Titus 3:2 says to "avoid fighting."  This refers to physical fights and verbal fights, such as arguing and quarreling.  Easier said than done.  How do we talk about sensitive matters in marriage without it escalating into a fight?

The answer is not to avoid talking about sensitive issues.  For the marriage to flourish, you must go through the tunnel of conflict.  Conflict does not have to escalate into a fight.  A conflict is simply the existence in a relationship of a disagreement, frustration, or hurt feelings.  If conflict is not dealt with then you will gradually fall out of love and eventually grow to despise one another.  If you don’t verbalize and work through your unmet needs, frustrations, and hurt feelings, the marriage will fall apart.

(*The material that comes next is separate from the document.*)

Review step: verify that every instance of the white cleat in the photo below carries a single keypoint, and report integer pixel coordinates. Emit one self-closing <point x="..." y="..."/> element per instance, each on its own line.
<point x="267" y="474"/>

So again, how do we talk about sensitive matters in marriage without getting in to a fight?  The following six communication principles are the answer.

First, don’t cut each other off.  Let the other person talk.  A person who cuts people off is called a steamroller.  Don’t do that.

Second, don’t insult one another.  Avoid saying anything that might hurt your spouse’s feelings or offend them.

Third, don’t raise your voice.  Carefully monitor your volume.  If you notice that you or the other person is getting louder, stop talking and listen for a while.  If you lose your temper and yell and scream at your spouse, you are training them to avoid all conflict with you in the future.  Rather than revealing their true feelings, they will go into hiding to avoid your wrath.  This will eventually destroy the marriage as your spouse will gradually fall out of love with you, and you won’t even know it and be able to address it.

Fourth, don’t assume motives.  Don’t act like you know why your spouse did or did not do something.  You don’t know their heart; you can’t read their mind.  Assuming motives will only anger your spouse.

Fifth, avoid absolutes.  Avoid saying, “You always leave your clothes on the floor,” or “You never get home on time,” or “I always do more work than you.”  Statements like these are not true and are offensive because they make your spouse sound worse than they are.

Sixth, avoid offensive body language.  Avoid rolling your eyes, making mean faces, chuckling at your spouse's words, and not looking at your spouse when they speak.  These behaviors communicate disrespect and contempt for your spouse and are highly provocative.

These communication principles work, but they take time to learn.  Be prepared to fail at first, but don’t give up.  Keep practicing, and it will pay off.